Tuesday, October 06, 2009

The Signal

(2007) ***

Know why there's a picture of a stork at the top of this review? Because why not, with this movie?

The movie is in three segments and as Whirlygirl and JPX already argued, the first is by far the strongest. We follow Mya as she leaves her lover's place and heads back home to her husband. When she arrives at her apartment, things are off. People are pacing edgily up and down the hall. Arguments are starting to come to a boil. Her husband testily questions her on her whereabouts that night. He's got pals over -- one of them is casually swinging a baseball bat. It's little surprise when moments later, that bat is caving someone's head in. It's happening all over the building. Indeed, it's happening all over the city. Anyone who stops to watch their television for a few seconds, or turn on the radio, or make a phone call falls victim to it.

The film loses a ton of its momentum in Act II. This is when we learn that the signal stirs other things in us than anger.

It seems to be telling us something. It's not clear what it is, but when we watch it, our perspective becomes about whatever is our strongest persuasion -- our entire world becomes whatever we're thinking it is. It's the thing we want, or the thing we're afraid of, or the thing we're mad at. The more of the signal you watch, the more you unlock different parts of what it's saying. We see people commit acts of violence, we see people commit acts of altruism and the one thing they have in common is that they're all crazy -- too full on one side or another.

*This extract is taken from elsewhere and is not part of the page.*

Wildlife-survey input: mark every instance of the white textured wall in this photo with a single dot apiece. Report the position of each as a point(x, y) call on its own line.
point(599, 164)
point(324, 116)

We've got a new set of characters to contend with -- a woman who really wants to throw a good New Years Eve party, her husband who is dead, one of their neighbors who...but what's the point, really? As soon as this movie stops being about a broadcast signal that makes people want to kill each other and starts being about whatever it feels like being about, we lose any obligation to care about any of it.

So much of it exists outside of rationality, it's hard to find any continuity -- it's just a playlist of different vibes and they're all bad, even the good ones. There are people who are angry, and people who are placid, and people who are either at a whim and we find reasons to question the logic of all of them.


I'm awarding it three stars based on the strength of the first act and because the remaining acts aren't exactly bad filmmaking. It's just really depressing how fast this one comes apart at the seams. If the whole movie were like act I, I'd have given it at least 4 stars. If the whole movie were like acts II and III, I wouldn't have reviewed it.

4 comments:

50PageMcGee said...

Catfreeek reviewed this too, but she seemed to hold a higher opinion of it on the whole than the rest of us.

Catfreeek said...

I sorta remember this one, I may have been in an altered state when I watched it. I think the end pissed me off though. Too many films, they all start to blur together after awhile. Nice review.

Octopunk said...

So one character's signal-craze is to put on a good New Year's Eve party? Weird. Was it Mary Tyler Moore?

Whirlygirl said...

Love the stork pic. Definitely suits it perfectly.